Today I had help with cleaning up the garden beds for winter—Christina Shaw, Certified Master Gardener from Benson, came to help with this project, and will also be helping with the Community Garden next spring and summer. I am grateful for her help, and look forward to collaborating and getting new, fresh ideas next year!
Today, we emptied almost all of the beds, with a few exceptions. We left the sage, as some varieties are perennial and hardy. While I suspect our tri-color variety will be more tender, and will not likely survive the winter, there is no harm in leaving it in the bed. The Brussels sprouts are coming along nicely, even with the fairly hard hit by the cabbage worm. These actually should not be harvested until later into the fall, when they have been weathered by a few frosts. Kale is similar to the sprouts, and is quite hardy—so if you need some
greens to spice up your fall salads, please come and harvest some kale to supplement your salads! The strawberry bed was left as is, with its good layer of mulch. And finally, the perennials were cut back, but nothing was removed from the bed.

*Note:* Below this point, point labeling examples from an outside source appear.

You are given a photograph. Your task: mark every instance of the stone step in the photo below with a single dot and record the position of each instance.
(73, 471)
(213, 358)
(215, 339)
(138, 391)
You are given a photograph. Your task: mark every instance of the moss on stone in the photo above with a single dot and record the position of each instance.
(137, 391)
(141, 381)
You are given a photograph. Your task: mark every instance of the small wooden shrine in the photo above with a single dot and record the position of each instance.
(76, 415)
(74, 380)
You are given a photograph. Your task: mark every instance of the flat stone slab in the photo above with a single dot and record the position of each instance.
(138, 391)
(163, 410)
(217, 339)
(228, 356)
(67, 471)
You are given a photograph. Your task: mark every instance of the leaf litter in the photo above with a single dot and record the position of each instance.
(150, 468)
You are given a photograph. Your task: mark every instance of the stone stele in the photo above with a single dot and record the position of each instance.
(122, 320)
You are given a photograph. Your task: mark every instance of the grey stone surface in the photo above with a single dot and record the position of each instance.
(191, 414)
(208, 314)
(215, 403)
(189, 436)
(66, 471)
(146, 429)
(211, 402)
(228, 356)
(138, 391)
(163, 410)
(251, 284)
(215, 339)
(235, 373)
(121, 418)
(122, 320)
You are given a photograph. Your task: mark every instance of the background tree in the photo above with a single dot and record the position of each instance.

As you can see from the pictures, there were still a few things to harvest, prior to pulling it all out—really nice broccoli, scallions, a few shallots, some hot peppers, and some of the filet beans to dry—we can either use these as dried beans, or can use to plant again next year.

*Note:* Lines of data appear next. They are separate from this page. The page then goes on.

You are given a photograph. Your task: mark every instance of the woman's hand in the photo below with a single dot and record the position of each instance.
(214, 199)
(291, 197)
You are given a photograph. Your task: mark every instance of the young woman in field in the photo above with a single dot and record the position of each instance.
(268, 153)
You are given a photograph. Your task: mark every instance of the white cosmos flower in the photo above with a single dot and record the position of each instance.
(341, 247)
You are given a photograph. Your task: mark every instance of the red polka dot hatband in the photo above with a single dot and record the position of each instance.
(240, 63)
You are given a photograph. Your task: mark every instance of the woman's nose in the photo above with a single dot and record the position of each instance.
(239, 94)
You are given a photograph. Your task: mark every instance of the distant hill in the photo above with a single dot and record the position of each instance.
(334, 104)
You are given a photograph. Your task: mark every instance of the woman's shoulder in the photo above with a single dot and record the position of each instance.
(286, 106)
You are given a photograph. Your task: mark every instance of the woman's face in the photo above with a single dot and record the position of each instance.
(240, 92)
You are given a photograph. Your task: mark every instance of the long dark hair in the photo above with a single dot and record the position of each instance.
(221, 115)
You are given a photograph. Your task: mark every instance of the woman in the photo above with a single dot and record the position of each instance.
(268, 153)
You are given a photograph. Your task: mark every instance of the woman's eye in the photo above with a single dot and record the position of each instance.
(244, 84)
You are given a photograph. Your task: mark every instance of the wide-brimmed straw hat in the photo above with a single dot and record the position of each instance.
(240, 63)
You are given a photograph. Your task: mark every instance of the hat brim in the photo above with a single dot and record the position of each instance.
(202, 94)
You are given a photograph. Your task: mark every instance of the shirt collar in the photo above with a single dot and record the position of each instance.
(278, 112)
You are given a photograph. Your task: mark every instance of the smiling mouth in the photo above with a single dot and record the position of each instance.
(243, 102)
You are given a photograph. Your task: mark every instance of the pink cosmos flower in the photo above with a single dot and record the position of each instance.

We were very conscientious of cleaning the debris thoroughly from the beds, including the rotting broccoli leaves, and the abundance of cherry tomatoes that had dropped previously. These are great sources of diseases that can be held over from one year to the next, such as blights, and molds. We were also careful to do a thorough weeding—we do not need to give any weeds a head start for next year.
So, that’s a wrap on the inaugural year for the Orwell Community Learning Garden. Thank you to the Orwell Free Library for its support, as well as all the businesses that supported our efforts: Bloomer’s Garden Design, Green Mountain Natives, Golden Russet Farm, Lazy Dog Farm, Singing Cedars Farmstead, and Virgil and Constance Home and Garden. Thank you also to the community members who came to the garden and enjoyed the bounty—we hope you will join us again next year. Please let us know if you have any suggestions, or have a particular vegetable that you would like to see in the garden in the future.


Happy winter, and see you in the spring!
Karen DeMoy, 2024 Extension Master Garden Intern (although soon to be certified!)